NIN killed you with NIN
There was once a time when video game soundtracks weren’t fully orchestrated or composed by rock musicians. Technology limited composers to MIDI tunes, so there wasn’t a need to call in more “professional” acts to spruce up your game. ID Software, though, thought differently for Quake in 1996. They wanted the game to be gritty, dark and violent with a soundtrack that packed all those same adjectives.
I can ruminate all day about how substantial Trent Reznor’s soundtrack was for gaming. Not only did it show that the industry was moving beyond being targeted solely at children, but it pushed the action of its game into overdrive, making for intense shootouts in spooky gothic environments that still hasn’t been matched by anything else. Quake is a bonafide classic and its soundtrack contributed to that status.

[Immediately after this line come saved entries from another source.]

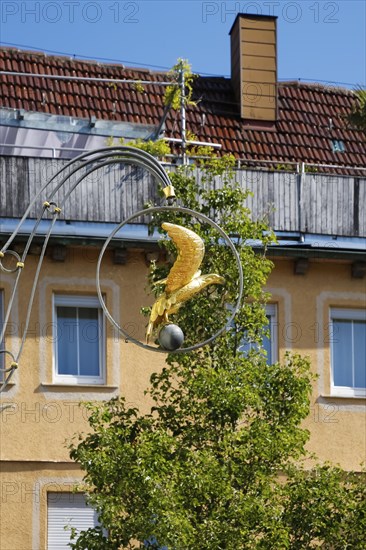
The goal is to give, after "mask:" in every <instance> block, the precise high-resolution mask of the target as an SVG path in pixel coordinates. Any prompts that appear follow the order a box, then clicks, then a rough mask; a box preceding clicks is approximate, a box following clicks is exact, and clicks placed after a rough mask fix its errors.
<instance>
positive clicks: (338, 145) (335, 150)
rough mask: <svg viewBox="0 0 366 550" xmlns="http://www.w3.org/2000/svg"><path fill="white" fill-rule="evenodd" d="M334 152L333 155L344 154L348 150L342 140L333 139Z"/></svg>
mask: <svg viewBox="0 0 366 550" xmlns="http://www.w3.org/2000/svg"><path fill="white" fill-rule="evenodd" d="M332 150H333V153H344V152H345V150H346V148H345V146H344V143H343V141H342V140H341V139H333V140H332Z"/></svg>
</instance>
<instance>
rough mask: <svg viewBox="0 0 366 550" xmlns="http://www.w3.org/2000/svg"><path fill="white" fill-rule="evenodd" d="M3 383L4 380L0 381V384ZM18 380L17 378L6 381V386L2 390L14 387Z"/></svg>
mask: <svg viewBox="0 0 366 550" xmlns="http://www.w3.org/2000/svg"><path fill="white" fill-rule="evenodd" d="M2 384H3V381H2V382H0V386H1V385H2ZM16 384H17V383H16V382H15V380H10V382H7V383H6V386H5V388H3V389H2V391H7V390H10V388H13V387H14V386H16Z"/></svg>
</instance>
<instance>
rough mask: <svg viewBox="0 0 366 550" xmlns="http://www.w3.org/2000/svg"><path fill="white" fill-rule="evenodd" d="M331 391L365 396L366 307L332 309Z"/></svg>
mask: <svg viewBox="0 0 366 550" xmlns="http://www.w3.org/2000/svg"><path fill="white" fill-rule="evenodd" d="M330 316H331V317H330V343H331V365H332V381H331V385H332V394H333V395H340V396H345V397H347V396H350V397H352V396H366V310H362V309H337V308H332V309H331V312H330Z"/></svg>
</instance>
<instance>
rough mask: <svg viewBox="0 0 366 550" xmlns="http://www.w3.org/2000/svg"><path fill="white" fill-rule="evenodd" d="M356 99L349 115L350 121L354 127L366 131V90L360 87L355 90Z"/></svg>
mask: <svg viewBox="0 0 366 550" xmlns="http://www.w3.org/2000/svg"><path fill="white" fill-rule="evenodd" d="M355 94H356V100H355V104H354V107H353V109H352V111H351V113H350V114H349V115H348V117H347V118H348V122H349V123H350V124H351V126H353V127H354V128H357V129H358V130H363V131H365V132H366V90H363V89H362V88H358V89H357V90H355Z"/></svg>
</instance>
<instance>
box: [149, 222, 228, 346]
mask: <svg viewBox="0 0 366 550" xmlns="http://www.w3.org/2000/svg"><path fill="white" fill-rule="evenodd" d="M162 228H163V229H164V230H165V231H166V232H167V233H168V235H169V237H170V238H171V239H172V241H173V242H174V244H175V245H176V247H177V250H178V255H177V259H176V260H175V262H174V264H173V267H172V268H171V270H170V272H169V274H168V276H167V278H166V279H163V280H161V281H158V282H157V283H155V284H156V285H158V284H165V289H164V292H163V293H162V294H161V296H159V298H158V299H157V300H156V301H155V303H154V304H153V306H152V309H151V314H150V319H149V324H148V327H147V331H146V343H149V341H150V339H151V337H152V334H153V331H154V330H155V329H156V328H157V327H158V326H160V325H161V324H164V325H168V324H170V321H169V315H174V314H175V313H177V312H178V310H179V308H180V307H181V305H182V304H183V303H184V302H186V301H187V300H189V299H190V298H192V297H193V296H195V295H196V294H198V293H199V292H201V290H203V289H204V288H205V287H207V286H209V285H223V284H224V283H225V279H224V277H221V275H217V274H216V273H209V274H207V275H202V274H201V271H200V270H199V269H198V268H199V267H200V265H201V263H202V261H203V258H204V255H205V245H204V242H203V240H202V239H201V237H200V236H199V235H197V233H195V232H194V231H192V230H191V229H187V228H186V227H183V226H181V225H175V224H172V223H167V222H164V223H163V224H162ZM178 328H179V327H178ZM162 331H163V329H162ZM162 331H160V332H161V333H162ZM173 332H174V331H173ZM175 332H176V331H175ZM161 338H162V342H160V343H161V345H162V347H165V346H164V342H167V341H169V338H170V333H169V331H166V334H164V332H163V333H162V336H161ZM180 339H181V340H182V341H181V342H180ZM159 340H160V335H159ZM183 340H184V335H183V339H182V338H177V339H176V344H177V345H176V344H174V345H176V347H175V348H172V349H177V348H178V347H180V346H181V345H182V343H183ZM179 342H180V343H179ZM171 345H173V344H171ZM165 349H167V348H165Z"/></svg>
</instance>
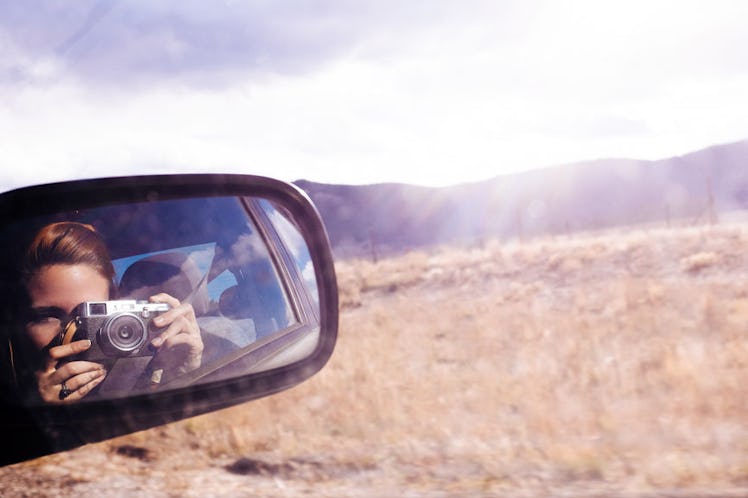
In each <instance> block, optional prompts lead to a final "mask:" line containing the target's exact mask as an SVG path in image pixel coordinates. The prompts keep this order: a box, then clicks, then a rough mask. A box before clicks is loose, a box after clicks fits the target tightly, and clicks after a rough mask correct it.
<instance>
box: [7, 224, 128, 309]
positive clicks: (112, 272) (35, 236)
mask: <svg viewBox="0 0 748 498" xmlns="http://www.w3.org/2000/svg"><path fill="white" fill-rule="evenodd" d="M58 264H59V265H79V264H84V265H88V266H90V267H92V268H93V269H95V270H96V271H97V272H98V273H99V274H100V275H101V276H102V277H104V278H105V279H106V280H107V281H108V282H109V290H110V294H111V293H112V291H113V290H114V289H115V284H114V275H115V273H114V266H113V265H112V260H111V259H110V257H109V250H108V249H107V247H106V244H105V243H104V239H102V238H101V236H100V235H99V234H98V233H97V232H96V229H95V228H94V227H92V226H91V225H84V224H83V223H76V222H70V221H63V222H59V223H52V224H49V225H46V226H45V227H43V228H42V229H41V230H39V232H38V233H37V234H36V236H35V237H34V240H33V241H32V242H31V244H30V245H29V248H28V249H27V250H26V254H25V255H24V258H23V263H22V265H21V276H22V280H23V283H24V285H26V286H28V283H29V281H30V280H31V279H32V278H33V277H34V275H36V274H37V273H38V272H39V270H41V269H42V268H44V267H46V266H50V265H58Z"/></svg>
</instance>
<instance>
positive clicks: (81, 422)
mask: <svg viewBox="0 0 748 498" xmlns="http://www.w3.org/2000/svg"><path fill="white" fill-rule="evenodd" d="M209 189H210V190H209ZM63 194H64V195H63ZM153 194H156V197H157V198H158V199H161V198H177V197H189V196H217V195H226V196H242V197H246V196H254V197H262V198H267V199H270V200H273V201H276V202H279V203H281V204H282V205H283V206H284V207H285V208H286V209H287V210H288V211H289V212H290V213H291V215H292V216H293V217H294V220H293V221H294V224H295V225H296V226H297V228H298V229H299V231H300V232H301V235H302V237H303V238H304V240H305V241H306V243H307V245H308V246H309V252H310V255H311V257H312V262H313V264H314V267H315V276H316V278H317V285H318V288H319V292H320V334H319V336H320V339H319V341H318V344H317V347H316V348H315V350H314V352H313V353H312V354H311V355H310V356H309V357H307V358H304V359H302V360H300V361H297V362H294V363H291V364H289V365H285V366H282V367H278V368H275V369H272V370H268V371H265V372H259V373H255V374H249V375H247V376H242V377H237V378H233V379H226V380H222V381H217V382H213V383H210V384H206V385H195V386H188V387H185V388H181V389H177V390H174V391H168V392H164V393H153V394H151V393H148V394H141V395H137V396H134V397H132V398H126V399H112V400H98V401H93V402H90V403H82V404H79V405H62V406H49V407H45V406H40V407H31V408H29V407H22V406H19V405H8V404H7V403H6V402H5V401H2V404H0V423H1V424H0V427H2V428H3V429H5V430H6V432H10V433H11V434H10V435H11V436H12V437H11V439H12V440H13V443H12V446H14V447H15V449H16V451H17V453H15V454H13V455H7V454H5V452H3V454H2V455H0V465H7V464H11V463H15V462H20V461H23V460H28V459H31V458H36V457H39V456H43V455H46V454H51V453H55V452H59V451H65V450H68V449H72V448H74V447H76V446H80V445H82V444H87V443H92V442H96V441H102V440H105V439H109V438H112V437H116V436H121V435H125V434H129V433H132V432H136V431H140V430H145V429H149V428H151V427H156V426H159V425H163V424H165V423H170V422H175V421H178V420H182V419H185V418H188V417H192V416H196V415H199V414H203V413H208V412H211V411H215V410H218V409H222V408H227V407H229V406H234V405H237V404H240V403H244V402H247V401H250V400H253V399H258V398H260V397H264V396H268V395H271V394H274V393H277V392H279V391H282V390H285V389H288V388H290V387H293V386H294V385H296V384H298V383H300V382H302V381H304V380H306V379H308V378H309V377H311V376H312V375H314V374H315V373H317V372H318V371H319V370H320V369H321V368H322V367H323V366H324V365H325V364H326V363H327V361H328V360H329V358H330V357H331V355H332V352H333V350H334V347H335V343H336V339H337V333H338V290H337V278H336V275H335V266H334V261H333V256H332V250H331V246H330V241H329V237H328V235H327V231H326V229H325V227H324V223H323V221H322V218H321V216H320V214H319V212H318V210H317V208H316V207H315V206H314V204H313V203H312V201H311V200H310V198H309V196H308V195H307V194H306V192H304V191H303V190H302V189H301V188H300V187H298V186H296V185H294V184H292V183H287V182H283V181H280V180H276V179H272V178H268V177H262V176H256V175H238V174H186V175H142V176H128V177H110V178H95V179H86V180H73V181H69V182H58V183H52V184H44V185H35V186H29V187H23V188H20V189H15V190H11V191H7V192H3V193H0V225H4V224H5V223H8V222H10V221H13V220H14V219H15V218H16V217H17V215H18V214H19V211H21V212H22V213H23V216H25V217H28V216H33V215H34V214H35V213H38V214H43V213H46V212H51V211H64V210H66V209H71V208H75V207H80V206H81V204H83V205H86V206H88V207H91V206H101V205H105V204H107V203H111V204H114V203H122V202H135V201H143V200H148V199H147V197H148V196H149V195H151V196H152V195H153ZM50 199H51V200H52V204H51V205H50ZM150 200H153V199H150ZM40 205H43V206H44V207H43V208H40V207H39V206H40ZM113 414H116V415H113ZM20 429H25V430H20ZM8 443H11V441H8ZM8 446H10V445H6V448H7V447H8Z"/></svg>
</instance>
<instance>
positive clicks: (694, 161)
mask: <svg viewBox="0 0 748 498" xmlns="http://www.w3.org/2000/svg"><path fill="white" fill-rule="evenodd" d="M294 183H295V184H296V185H297V186H298V187H300V188H301V189H302V190H304V191H305V192H307V194H308V195H309V197H310V198H311V199H312V201H313V202H314V203H315V205H316V206H317V208H318V210H319V212H320V215H321V216H322V218H323V220H324V222H325V225H326V227H327V230H328V235H329V237H330V241H331V244H332V246H333V250H334V252H335V254H336V256H337V257H359V256H364V255H372V256H373V257H377V255H378V254H385V253H397V252H402V251H406V250H409V249H413V248H418V247H427V246H434V245H441V244H464V243H475V242H478V241H481V240H485V239H489V238H498V239H500V240H509V239H518V238H519V239H523V238H527V237H535V236H540V235H556V234H563V233H573V232H577V231H588V230H600V229H607V228H613V227H617V226H622V225H636V224H649V223H660V222H661V223H662V224H663V225H665V224H669V223H670V222H676V221H679V222H689V221H690V222H693V223H698V222H707V223H708V222H715V221H716V220H717V219H718V218H719V216H720V215H721V214H724V213H728V212H735V211H746V210H748V140H743V141H738V142H732V143H728V144H721V145H715V146H712V147H707V148H704V149H700V150H697V151H694V152H691V153H688V154H684V155H680V156H674V157H670V158H666V159H659V160H636V159H625V158H618V159H593V160H587V161H579V162H574V163H567V164H562V165H558V166H550V167H547V168H542V169H536V170H529V171H524V172H520V173H515V174H510V175H500V176H496V177H493V178H490V179H487V180H484V181H477V182H466V183H461V184H457V185H453V186H446V187H426V186H419V185H410V184H406V183H395V182H389V183H376V184H369V185H344V184H325V183H316V182H311V181H308V180H298V181H296V182H294Z"/></svg>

Trent’s band Nine Inch Nails looks set to be releasing the soundtrack on vinyl format. There isn’t a release date or even pre-orders up, but an image of the disc comes straight from the official website for the group. Unless this is a clerical error, I’m pretty sure we’re getting the seminal work on a format it deserves.
I actually still have my CD of the game, solely because of its soundtrack. I love that ID used Orange Book audio to encode data on one layer and music on the other. CD drives back in the day had a slight delay, though, so I always remember the music skipping a bit.